“Well, then,—‘Evening-Bells.’”

“‘Evening-Bells?’ Ah, indeed. That is an idea! There is something so soft and soothing about the word. I’ll make a note of the suggestion. But we should have to have a critical supplement. I have been thinking we might call it ‘The Distiller.’”

“It is very expressive,” I replied; “it is quite customary in these times to subject books to a chemical process of review or criticism; the distillation is carried on until the spirit sought for has evaporated, or until the learned chemist can announce to the world what all the different elements were that combined in the decoction he analysed. But with such a name the paper might appear to smell of the gin-shop. How would it strike you to call it ‘The Critical Chimney-Sweep’?”

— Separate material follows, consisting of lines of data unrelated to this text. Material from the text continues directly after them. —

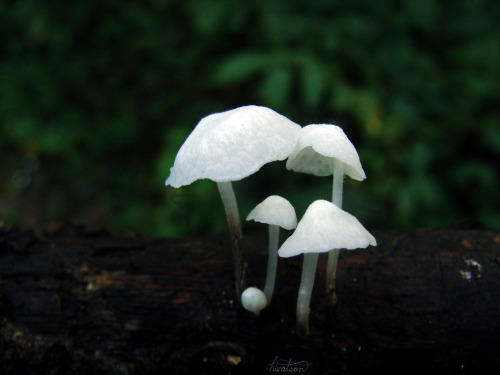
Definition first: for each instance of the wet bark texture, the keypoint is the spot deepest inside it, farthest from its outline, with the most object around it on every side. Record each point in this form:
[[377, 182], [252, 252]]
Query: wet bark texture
[[81, 301]]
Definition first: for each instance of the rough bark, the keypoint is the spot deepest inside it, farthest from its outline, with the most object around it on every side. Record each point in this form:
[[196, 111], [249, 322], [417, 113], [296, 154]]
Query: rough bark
[[83, 301]]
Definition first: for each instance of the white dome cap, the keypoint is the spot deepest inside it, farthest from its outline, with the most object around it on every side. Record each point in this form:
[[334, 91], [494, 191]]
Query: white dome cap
[[318, 146], [274, 210], [232, 145], [325, 227]]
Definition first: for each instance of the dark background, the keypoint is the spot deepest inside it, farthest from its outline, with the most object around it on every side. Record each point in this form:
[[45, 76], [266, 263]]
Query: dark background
[[96, 97]]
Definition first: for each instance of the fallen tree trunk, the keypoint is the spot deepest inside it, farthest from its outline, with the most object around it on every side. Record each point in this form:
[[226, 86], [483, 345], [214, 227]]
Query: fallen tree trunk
[[80, 301]]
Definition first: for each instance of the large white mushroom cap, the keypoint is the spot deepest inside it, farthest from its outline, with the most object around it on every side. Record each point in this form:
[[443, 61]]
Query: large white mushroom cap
[[274, 210], [232, 145], [324, 227], [318, 147]]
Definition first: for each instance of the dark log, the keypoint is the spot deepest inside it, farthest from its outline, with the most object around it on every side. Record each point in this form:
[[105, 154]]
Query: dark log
[[78, 301]]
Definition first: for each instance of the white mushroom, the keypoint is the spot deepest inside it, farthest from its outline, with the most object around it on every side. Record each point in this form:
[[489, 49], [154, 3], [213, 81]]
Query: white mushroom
[[277, 212], [324, 226], [230, 146], [325, 150], [253, 299]]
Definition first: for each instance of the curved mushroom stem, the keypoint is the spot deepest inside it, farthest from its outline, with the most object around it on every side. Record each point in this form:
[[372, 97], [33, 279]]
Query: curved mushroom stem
[[305, 292], [233, 219], [272, 262], [333, 255]]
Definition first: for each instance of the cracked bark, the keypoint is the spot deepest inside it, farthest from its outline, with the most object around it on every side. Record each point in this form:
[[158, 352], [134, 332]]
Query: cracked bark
[[74, 300]]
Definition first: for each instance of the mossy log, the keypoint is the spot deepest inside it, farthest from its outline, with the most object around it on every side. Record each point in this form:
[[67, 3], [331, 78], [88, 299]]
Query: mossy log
[[78, 301]]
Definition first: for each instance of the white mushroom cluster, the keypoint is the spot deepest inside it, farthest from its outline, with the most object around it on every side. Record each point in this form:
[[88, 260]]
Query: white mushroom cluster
[[232, 145]]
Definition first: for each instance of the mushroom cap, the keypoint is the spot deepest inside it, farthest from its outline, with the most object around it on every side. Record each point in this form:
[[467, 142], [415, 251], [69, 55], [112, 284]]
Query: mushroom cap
[[318, 147], [325, 227], [232, 145], [274, 210], [253, 299]]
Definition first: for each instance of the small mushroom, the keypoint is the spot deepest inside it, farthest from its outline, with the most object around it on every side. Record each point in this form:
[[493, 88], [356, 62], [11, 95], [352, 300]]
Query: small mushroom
[[254, 300], [325, 150], [324, 226], [230, 146], [277, 212]]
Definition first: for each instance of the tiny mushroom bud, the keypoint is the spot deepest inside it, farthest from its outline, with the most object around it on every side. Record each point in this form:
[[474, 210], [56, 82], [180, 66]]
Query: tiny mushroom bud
[[254, 300], [230, 146], [324, 150], [324, 226], [277, 212]]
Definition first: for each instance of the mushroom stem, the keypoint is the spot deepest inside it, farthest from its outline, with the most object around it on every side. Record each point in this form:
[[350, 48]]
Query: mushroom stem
[[233, 219], [272, 262], [305, 292], [333, 255], [338, 183]]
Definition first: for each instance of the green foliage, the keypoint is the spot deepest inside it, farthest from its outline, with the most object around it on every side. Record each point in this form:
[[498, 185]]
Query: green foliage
[[97, 97]]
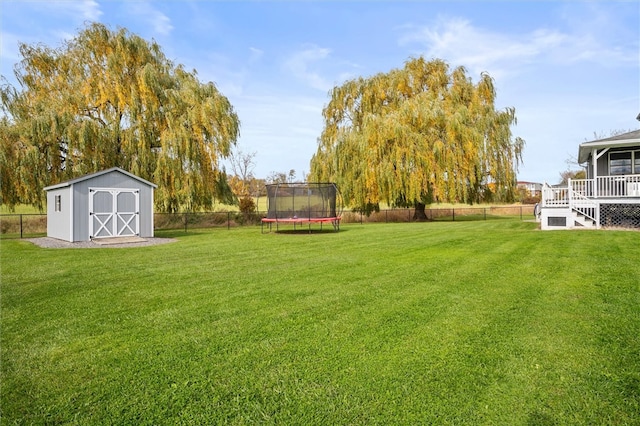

The publisher gazed at me in silence for a moment, and then embraced me with emotion. “An idea,” he cried; “a remarkable idea! What a volume of meaning there is in the word! German literature is the chimney, our reviewers are the sweepers: they scrape down the literary soot, to preserve the house from fire. It must be an extremely radical paper; it must be striking, that is the first thing. ‘The Critical Chimney-Sweep!’ And we will bring the art critiques under the promising title, ‘The Artistic Night-Watch.’” Hastily putting down the names, he continued: “Sir, my guardian-angel has brought you to my door; when I sit by my table writing my mind seems blocked up, but I have often noticed that when I once begin to speak, my thoughts flow like a stream. So when you were speaking of Walter Scott and his influence a glorious idea arose within me. I will make a German Walter Scott.”

“How so? Are you too going to write a novel?”

“I? Dear me, no; I have something better to do; and one? no, twenty! If I only had my thoughts all ordered. I am going to procure a great Unknown, and this mysterious personage is to consist of a party of novel-writers; do you understand?”

“It is not quite clear to me, I confess. How will you——?”

“There is nothing that cannot be accomplished with money; I shall address myself to, say, six or eight clever men who have already made their mark in writing novels, invite them here, and offer the proposal that they should join to produce this Walter Scott. They choose the historical subjects and characters, discuss the secondary figures to be introduced, and then——”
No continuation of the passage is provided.